The first time I sat in a board meeting and heard someone say "we need an AI strategy," I'd already been running one for six months. It just didn't have that name yet. It was a set of workflows I'd built with Claude and a handful of scripts that cut our contract review time from four hours to forty-five minutes. Nobody called it a strategy — they called it "that thing Brian set up that actually works."
That's more or less the story of my career: building things that work at the intersection of technology, revenue, and strategy, usually before there's a playbook for it.
I started in sales. Not SaaS demos to other tech companies — the kind where you're selling into operations teams that had never heard of a CRM. That taught me something that's shaped everything since: technology only matters when it changes what a person can do on a Tuesday afternoon. Not in a keynote. Not in a pilot. On a regular workday.

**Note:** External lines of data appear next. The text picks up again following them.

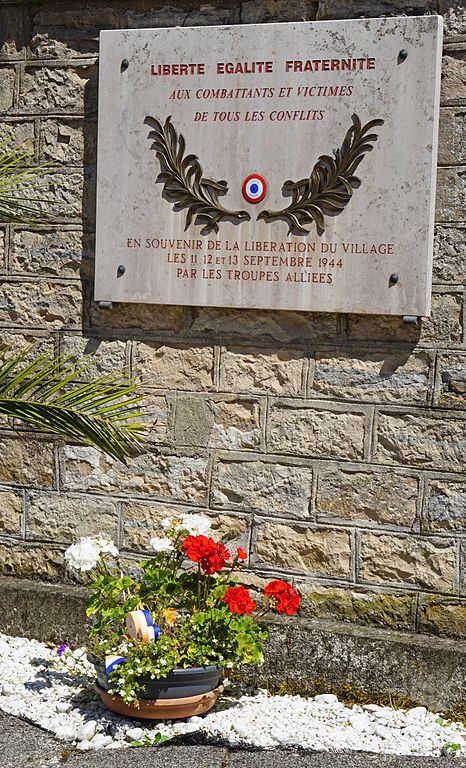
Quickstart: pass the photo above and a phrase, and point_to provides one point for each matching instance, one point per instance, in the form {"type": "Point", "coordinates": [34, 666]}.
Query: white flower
{"type": "Point", "coordinates": [195, 524]}
{"type": "Point", "coordinates": [159, 544]}
{"type": "Point", "coordinates": [84, 555]}
{"type": "Point", "coordinates": [107, 547]}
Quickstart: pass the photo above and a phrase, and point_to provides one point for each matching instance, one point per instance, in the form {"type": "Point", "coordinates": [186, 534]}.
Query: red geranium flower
{"type": "Point", "coordinates": [285, 598]}
{"type": "Point", "coordinates": [211, 555]}
{"type": "Point", "coordinates": [239, 600]}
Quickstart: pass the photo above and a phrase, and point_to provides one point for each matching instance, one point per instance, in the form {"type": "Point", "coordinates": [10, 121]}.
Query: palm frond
{"type": "Point", "coordinates": [18, 179]}
{"type": "Point", "coordinates": [46, 394]}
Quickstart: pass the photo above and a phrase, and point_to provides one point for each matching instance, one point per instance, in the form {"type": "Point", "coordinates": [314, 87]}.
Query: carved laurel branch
{"type": "Point", "coordinates": [184, 184]}
{"type": "Point", "coordinates": [330, 186]}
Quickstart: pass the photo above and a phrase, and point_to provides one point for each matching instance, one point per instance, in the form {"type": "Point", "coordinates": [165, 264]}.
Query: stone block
{"type": "Point", "coordinates": [449, 254]}
{"type": "Point", "coordinates": [442, 616]}
{"type": "Point", "coordinates": [411, 560]}
{"type": "Point", "coordinates": [11, 508]}
{"type": "Point", "coordinates": [7, 88]}
{"type": "Point", "coordinates": [37, 562]}
{"type": "Point", "coordinates": [444, 327]}
{"type": "Point", "coordinates": [218, 423]}
{"type": "Point", "coordinates": [446, 506]}
{"type": "Point", "coordinates": [375, 609]}
{"type": "Point", "coordinates": [173, 367]}
{"type": "Point", "coordinates": [372, 376]}
{"type": "Point", "coordinates": [70, 141]}
{"type": "Point", "coordinates": [264, 11]}
{"type": "Point", "coordinates": [421, 440]}
{"type": "Point", "coordinates": [269, 489]}
{"type": "Point", "coordinates": [453, 84]}
{"type": "Point", "coordinates": [320, 551]}
{"type": "Point", "coordinates": [14, 133]}
{"type": "Point", "coordinates": [170, 16]}
{"type": "Point", "coordinates": [451, 194]}
{"type": "Point", "coordinates": [59, 90]}
{"type": "Point", "coordinates": [452, 136]}
{"type": "Point", "coordinates": [273, 371]}
{"type": "Point", "coordinates": [387, 499]}
{"type": "Point", "coordinates": [156, 416]}
{"type": "Point", "coordinates": [181, 478]}
{"type": "Point", "coordinates": [26, 461]}
{"type": "Point", "coordinates": [451, 384]}
{"type": "Point", "coordinates": [377, 328]}
{"type": "Point", "coordinates": [58, 252]}
{"type": "Point", "coordinates": [65, 519]}
{"type": "Point", "coordinates": [150, 317]}
{"type": "Point", "coordinates": [354, 9]}
{"type": "Point", "coordinates": [143, 521]}
{"type": "Point", "coordinates": [308, 431]}
{"type": "Point", "coordinates": [41, 304]}
{"type": "Point", "coordinates": [264, 324]}
{"type": "Point", "coordinates": [66, 32]}
{"type": "Point", "coordinates": [454, 18]}
{"type": "Point", "coordinates": [109, 355]}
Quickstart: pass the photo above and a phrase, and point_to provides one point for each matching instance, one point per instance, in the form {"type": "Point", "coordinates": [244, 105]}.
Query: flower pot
{"type": "Point", "coordinates": [182, 693]}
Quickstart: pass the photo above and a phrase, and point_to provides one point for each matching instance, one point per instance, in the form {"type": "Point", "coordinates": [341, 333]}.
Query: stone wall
{"type": "Point", "coordinates": [332, 447]}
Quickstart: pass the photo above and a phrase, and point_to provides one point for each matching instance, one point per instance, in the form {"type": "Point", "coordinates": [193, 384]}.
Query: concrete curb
{"type": "Point", "coordinates": [304, 656]}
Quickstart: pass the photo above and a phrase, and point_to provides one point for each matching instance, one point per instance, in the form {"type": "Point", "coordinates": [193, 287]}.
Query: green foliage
{"type": "Point", "coordinates": [44, 394]}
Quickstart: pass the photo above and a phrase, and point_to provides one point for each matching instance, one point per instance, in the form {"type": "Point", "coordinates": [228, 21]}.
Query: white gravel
{"type": "Point", "coordinates": [35, 685]}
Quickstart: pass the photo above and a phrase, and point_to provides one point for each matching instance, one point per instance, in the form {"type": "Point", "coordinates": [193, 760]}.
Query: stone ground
{"type": "Point", "coordinates": [24, 746]}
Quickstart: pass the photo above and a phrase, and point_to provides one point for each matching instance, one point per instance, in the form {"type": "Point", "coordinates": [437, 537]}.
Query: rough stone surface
{"type": "Point", "coordinates": [272, 489]}
{"type": "Point", "coordinates": [174, 367]}
{"type": "Point", "coordinates": [179, 477]}
{"type": "Point", "coordinates": [452, 136]}
{"type": "Point", "coordinates": [40, 304]}
{"type": "Point", "coordinates": [264, 324]}
{"type": "Point", "coordinates": [425, 563]}
{"type": "Point", "coordinates": [453, 88]}
{"type": "Point", "coordinates": [62, 518]}
{"type": "Point", "coordinates": [451, 385]}
{"type": "Point", "coordinates": [315, 550]}
{"type": "Point", "coordinates": [277, 372]}
{"type": "Point", "coordinates": [7, 88]}
{"type": "Point", "coordinates": [57, 252]}
{"type": "Point", "coordinates": [372, 376]}
{"type": "Point", "coordinates": [315, 432]}
{"type": "Point", "coordinates": [446, 506]}
{"type": "Point", "coordinates": [11, 507]}
{"type": "Point", "coordinates": [386, 499]}
{"type": "Point", "coordinates": [26, 461]}
{"type": "Point", "coordinates": [376, 609]}
{"type": "Point", "coordinates": [143, 521]}
{"type": "Point", "coordinates": [442, 616]}
{"type": "Point", "coordinates": [35, 562]}
{"type": "Point", "coordinates": [451, 191]}
{"type": "Point", "coordinates": [52, 89]}
{"type": "Point", "coordinates": [449, 254]}
{"type": "Point", "coordinates": [421, 441]}
{"type": "Point", "coordinates": [228, 423]}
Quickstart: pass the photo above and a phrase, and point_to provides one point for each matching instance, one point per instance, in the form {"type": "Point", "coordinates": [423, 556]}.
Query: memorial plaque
{"type": "Point", "coordinates": [284, 166]}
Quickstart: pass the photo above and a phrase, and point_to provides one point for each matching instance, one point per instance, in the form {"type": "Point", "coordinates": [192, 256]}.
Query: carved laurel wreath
{"type": "Point", "coordinates": [327, 191]}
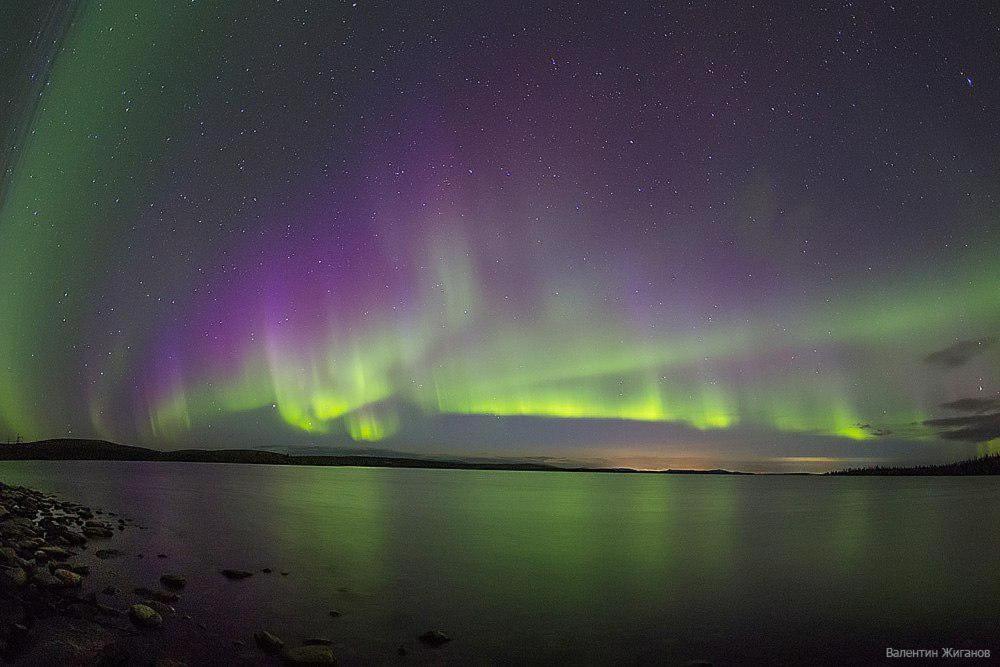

From sales I moved into technology operations, then into roles that blurred the lines between the two. I've run revenue teams, architected infrastructure, built AI-powered workflows, and sat in enough strategy sessions to know that the gap between "what the technology can do" and "what the business actually needs" is where most projects go to die.
I currently operate across multiple companies, which means I context-switch between operational problems daily. Some weeks I'm debugging a pipeline integration. Other weeks I'm presenting to a board about where to place a technology bet. Most weeks, both.
That breadth isn't a quirk of my resume — it's the point. I think of my work in three modes:
The Three Modes
Operator — Build & Run
As an operator, I run revenue organizations and build the systems underneath them. That means pipeline architecture, forecasting models, team workflows, and the connective tissue between a company's strategy and its quarterly numbers. I care about what ships, not what gets approved.
Technologist — Design & Deploy
As a technologist, I design and deploy systems — with a particular focus on applied AI. I've built workflows using Claude, GPT-4, and a range of automation tools, always measured against the same question: does this actually save time, or does it just feel futuristic? I'm interested in infrastructure that survives contact with real users.
Strategist — Plan & Decide
As a strategist, I sit between the technical team and the decision-makers. I help boards and executive teams evaluate technology investments, understand what AI can realistically do today, and avoid the two most common mistakes: ignoring it entirely, or betting on demos that don't translate to operations.
What This Site Is
This site is where I write about those intersections. The essays are practitioner-first: what I tried, what worked, what didn't, and what I'd do differently. I'm not interested in predictions — I'm interested in outcomes. If something I write helps you make a better decision about where AI fits in your business, that's the whole point.
I don't have all the answers. I'm wrong regularly and I'll tell you about it. But I've been in the room where these decisions get made, and I've been in the codebase where they get implemented. That perspective is what I'm sharing here.